Посидев еще час и приговорив две бутылки Вдовы Клико, Надя уезжает на такси домой — отсыпаться после бурных праздников, я же, приготовив ужин, иду переодеваться, ибо светить засосами на шее и на груди, однозначно, не стоит. Хорошо, что Надя заметила и, конечно же, извела меня вопросами о размере, технике и общей оценке, а то бы я так и появилась перед детьми во всей отлюбленной по-полной программе красе.

Прежде, чем надеть свободный кашемировый свитер цвета «топленое молоко», смотрю через зеркало на бурые отметины, и меня бросает в сладкую дрожь воспоминаний, как Богдан ласкал меня, как жадно покрывал поцелуями мое тело, словно собственнически подписывая «мое». И все во мне, будто действительно больше мне не принадлежит — рвется к нему, изнывает от тоски и нехватки его взгляда, голоса, запаха, его прикосновений, поцелуев… да всего его. Дикого, лихого, нежного, шутливого, любимого, моего…

Прошли всего сутки, а меня уже ломает. Сама даже не осознаю, как тянусь к телефону, но тут слышу хлопок двери и голоса в холле. Натянув — таки свитер, спешу встречать моих кровиночек.

— Мамочка, с Новым годом! — кричит Олька, взлетая по лестнице мне навстречу и бросаясь в объятия. Я улыбаюсь, поздравляю в ответ и дышу моей девочкой, чувствуя, как грудь распирает от радости и счастья при виде этих горящих глаз и солнечной улыбки.

Покрываю поцелуями щечки-яблочки, веснушчатый носик, маленький лобик, и просто любуюсь со слезами на глазах. Такая она красивая у меня: огненные кудри, синие глаза, пухлые губки, ладная, миниатюрная фигурка и лучистая, бьющая ключом энергия.

— Все хорошо? — заглядываю дочери в глаза, как никто, зная, что за этой жизнерадостностью может скрываться что угодно.

— Пойдет, — отводит она взгляд, я понимающе киваю — обсудим, конечно же, позже. Погладив мою принцессу по щеке, говорю, что ее комната готова и иду приветствовать нерешительно-топчущегося на пороге сына, делающего вид, что что-то ищет в чемодане.

Это и смешно, и в то же время трогательно.
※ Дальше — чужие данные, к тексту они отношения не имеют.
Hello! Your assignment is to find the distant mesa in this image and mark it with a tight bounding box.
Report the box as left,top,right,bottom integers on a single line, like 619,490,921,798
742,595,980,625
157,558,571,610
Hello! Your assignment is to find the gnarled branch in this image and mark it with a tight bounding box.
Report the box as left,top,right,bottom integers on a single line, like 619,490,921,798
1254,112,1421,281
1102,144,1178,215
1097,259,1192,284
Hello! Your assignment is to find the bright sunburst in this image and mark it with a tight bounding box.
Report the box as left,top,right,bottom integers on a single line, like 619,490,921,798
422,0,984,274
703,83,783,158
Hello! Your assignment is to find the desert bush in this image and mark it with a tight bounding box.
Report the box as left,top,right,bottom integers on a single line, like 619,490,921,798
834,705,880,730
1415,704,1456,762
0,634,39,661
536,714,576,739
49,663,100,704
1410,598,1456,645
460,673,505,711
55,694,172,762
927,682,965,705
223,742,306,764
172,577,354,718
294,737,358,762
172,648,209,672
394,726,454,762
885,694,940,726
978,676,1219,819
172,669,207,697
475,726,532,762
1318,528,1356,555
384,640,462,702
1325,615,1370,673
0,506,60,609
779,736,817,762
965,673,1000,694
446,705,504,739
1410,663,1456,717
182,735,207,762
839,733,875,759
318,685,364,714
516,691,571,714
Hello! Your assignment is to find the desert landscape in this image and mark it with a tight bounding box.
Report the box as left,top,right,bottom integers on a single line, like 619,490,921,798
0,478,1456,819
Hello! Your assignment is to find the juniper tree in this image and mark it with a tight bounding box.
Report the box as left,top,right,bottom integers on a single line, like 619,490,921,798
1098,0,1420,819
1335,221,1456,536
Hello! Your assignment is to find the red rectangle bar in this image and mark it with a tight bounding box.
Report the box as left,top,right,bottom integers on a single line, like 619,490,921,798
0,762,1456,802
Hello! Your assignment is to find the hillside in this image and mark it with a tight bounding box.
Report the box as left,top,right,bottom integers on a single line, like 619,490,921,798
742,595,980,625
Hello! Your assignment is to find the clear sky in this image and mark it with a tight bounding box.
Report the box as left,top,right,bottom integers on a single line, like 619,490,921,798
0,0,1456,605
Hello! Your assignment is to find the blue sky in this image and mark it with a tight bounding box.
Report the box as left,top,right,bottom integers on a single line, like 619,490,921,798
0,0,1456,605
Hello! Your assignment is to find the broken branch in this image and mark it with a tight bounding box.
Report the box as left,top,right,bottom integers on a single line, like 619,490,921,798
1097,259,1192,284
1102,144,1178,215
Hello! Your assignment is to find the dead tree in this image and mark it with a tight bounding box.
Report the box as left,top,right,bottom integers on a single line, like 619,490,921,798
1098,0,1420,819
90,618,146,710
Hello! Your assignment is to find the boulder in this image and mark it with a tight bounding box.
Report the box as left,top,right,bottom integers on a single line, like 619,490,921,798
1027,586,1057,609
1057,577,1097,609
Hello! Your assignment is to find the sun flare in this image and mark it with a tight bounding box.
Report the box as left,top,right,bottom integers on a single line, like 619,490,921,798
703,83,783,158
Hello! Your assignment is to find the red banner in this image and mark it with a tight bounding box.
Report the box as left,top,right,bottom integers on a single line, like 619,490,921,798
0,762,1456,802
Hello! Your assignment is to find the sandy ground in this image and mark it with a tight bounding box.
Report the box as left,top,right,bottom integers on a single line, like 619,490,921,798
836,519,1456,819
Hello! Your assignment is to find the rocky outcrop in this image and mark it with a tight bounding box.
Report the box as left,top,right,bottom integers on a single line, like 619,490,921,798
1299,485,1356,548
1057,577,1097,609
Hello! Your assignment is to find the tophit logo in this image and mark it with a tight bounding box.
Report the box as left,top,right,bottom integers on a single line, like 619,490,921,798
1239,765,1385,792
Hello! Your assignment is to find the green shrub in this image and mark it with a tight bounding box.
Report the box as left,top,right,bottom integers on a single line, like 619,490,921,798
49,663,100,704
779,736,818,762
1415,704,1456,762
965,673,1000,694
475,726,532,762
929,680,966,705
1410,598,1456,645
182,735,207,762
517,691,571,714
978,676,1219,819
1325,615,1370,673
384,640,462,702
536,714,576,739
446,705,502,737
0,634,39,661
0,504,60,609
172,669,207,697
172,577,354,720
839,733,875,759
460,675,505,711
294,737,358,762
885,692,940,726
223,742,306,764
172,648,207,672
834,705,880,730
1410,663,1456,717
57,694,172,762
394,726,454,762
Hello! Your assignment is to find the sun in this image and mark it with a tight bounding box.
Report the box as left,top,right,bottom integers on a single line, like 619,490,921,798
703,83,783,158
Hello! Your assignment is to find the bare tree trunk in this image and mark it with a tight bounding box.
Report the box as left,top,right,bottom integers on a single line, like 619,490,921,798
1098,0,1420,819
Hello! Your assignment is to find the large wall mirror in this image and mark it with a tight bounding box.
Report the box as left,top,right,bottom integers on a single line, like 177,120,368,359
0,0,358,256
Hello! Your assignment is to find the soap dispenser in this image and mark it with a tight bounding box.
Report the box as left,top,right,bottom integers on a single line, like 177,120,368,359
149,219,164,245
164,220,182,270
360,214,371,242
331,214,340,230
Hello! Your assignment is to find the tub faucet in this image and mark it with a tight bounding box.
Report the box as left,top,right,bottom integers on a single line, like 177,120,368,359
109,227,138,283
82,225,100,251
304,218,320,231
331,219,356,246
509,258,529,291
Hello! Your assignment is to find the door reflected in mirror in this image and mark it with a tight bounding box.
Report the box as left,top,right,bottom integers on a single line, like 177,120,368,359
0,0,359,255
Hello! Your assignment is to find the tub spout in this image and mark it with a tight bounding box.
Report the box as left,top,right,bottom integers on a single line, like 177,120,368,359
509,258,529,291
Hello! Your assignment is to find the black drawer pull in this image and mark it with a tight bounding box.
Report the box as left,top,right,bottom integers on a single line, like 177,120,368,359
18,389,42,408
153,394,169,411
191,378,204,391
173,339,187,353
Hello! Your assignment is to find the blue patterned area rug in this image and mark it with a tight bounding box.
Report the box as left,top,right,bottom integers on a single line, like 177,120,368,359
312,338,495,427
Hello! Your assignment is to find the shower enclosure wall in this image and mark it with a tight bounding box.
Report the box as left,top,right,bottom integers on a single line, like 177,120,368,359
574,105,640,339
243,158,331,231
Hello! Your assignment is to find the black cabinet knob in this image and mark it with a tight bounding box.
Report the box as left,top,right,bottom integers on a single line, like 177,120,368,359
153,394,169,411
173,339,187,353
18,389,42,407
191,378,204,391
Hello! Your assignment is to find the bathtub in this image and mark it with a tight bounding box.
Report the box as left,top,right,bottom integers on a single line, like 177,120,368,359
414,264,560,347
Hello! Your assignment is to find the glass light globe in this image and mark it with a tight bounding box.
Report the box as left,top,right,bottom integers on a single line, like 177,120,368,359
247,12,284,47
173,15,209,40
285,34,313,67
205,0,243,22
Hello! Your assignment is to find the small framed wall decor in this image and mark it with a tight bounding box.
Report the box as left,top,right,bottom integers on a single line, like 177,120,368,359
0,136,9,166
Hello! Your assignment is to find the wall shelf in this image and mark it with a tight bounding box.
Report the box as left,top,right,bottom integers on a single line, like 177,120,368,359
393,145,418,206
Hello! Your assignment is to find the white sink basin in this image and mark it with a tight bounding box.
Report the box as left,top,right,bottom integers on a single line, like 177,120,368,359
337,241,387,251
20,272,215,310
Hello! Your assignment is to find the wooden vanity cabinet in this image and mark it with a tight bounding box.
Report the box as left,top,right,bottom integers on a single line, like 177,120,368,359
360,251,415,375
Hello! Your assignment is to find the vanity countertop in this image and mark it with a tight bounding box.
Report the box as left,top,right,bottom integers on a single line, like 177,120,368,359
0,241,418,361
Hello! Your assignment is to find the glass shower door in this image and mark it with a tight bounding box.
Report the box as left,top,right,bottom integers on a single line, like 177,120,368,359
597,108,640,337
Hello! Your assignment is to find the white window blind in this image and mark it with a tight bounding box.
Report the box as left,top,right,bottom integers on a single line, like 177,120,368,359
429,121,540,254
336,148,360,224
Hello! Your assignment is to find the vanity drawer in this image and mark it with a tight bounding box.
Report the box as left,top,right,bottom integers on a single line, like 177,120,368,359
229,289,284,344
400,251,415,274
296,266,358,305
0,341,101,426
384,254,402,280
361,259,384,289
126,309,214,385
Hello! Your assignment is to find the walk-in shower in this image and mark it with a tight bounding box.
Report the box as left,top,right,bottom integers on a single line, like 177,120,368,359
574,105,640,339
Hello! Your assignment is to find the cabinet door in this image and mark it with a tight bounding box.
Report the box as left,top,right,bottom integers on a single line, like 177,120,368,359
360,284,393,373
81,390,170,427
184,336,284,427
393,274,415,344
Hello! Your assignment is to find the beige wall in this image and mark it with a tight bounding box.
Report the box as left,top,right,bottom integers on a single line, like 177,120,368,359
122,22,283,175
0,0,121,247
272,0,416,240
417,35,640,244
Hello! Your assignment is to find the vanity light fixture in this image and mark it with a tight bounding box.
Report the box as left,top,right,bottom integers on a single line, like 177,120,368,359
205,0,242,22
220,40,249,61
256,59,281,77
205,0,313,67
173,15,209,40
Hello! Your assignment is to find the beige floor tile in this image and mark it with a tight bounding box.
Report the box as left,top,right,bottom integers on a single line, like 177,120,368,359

Особенно, когда он, замирает, стоит мне подойти, и виновато опускает взгляд, кусая задрожавшие губы.

Тощий, высоченный, все еще угловатый и нескладный с по-детски всклокоченной, рыжей шевелюрой и, видимо, неискоренимой привычкой щелкать от волнения пальцами — такой еще неуверенный в себе, в своем месте в этом мире, ранимый, глупый, травмированный резким распадом семьи, переездом, арестом отца, его «смертью», а потом внезапным появлением спустя три года, и своей новой ролью отнюдь не младшего, обожаемого ребенка, а среднего и исключительно по праздникам. Конечно, это слишком много для неокрепшей психики одиннадцатилетнего ребенка, а теперь — в четырнадцать, когда штормит каждого, само собой, его штормит вдвойне. И у меня внутри все сжимает, и болезненно ноет от того, что не уберегла, не смогла оградить и все еще не могу, раз там — на дне карих глаз плещется что-то такое беззащитное, потерянное.

Какие уж тут обиды, нравоучения и злость?

— Иди сюда, сынок, — сглотнув острый ком в горле, протягиваю к нему руки, и он тут же крепко обнимает меня, стыдливо пряча лицо и свои детские, старательно сдерживаемые, слезы в вороте моего свитера.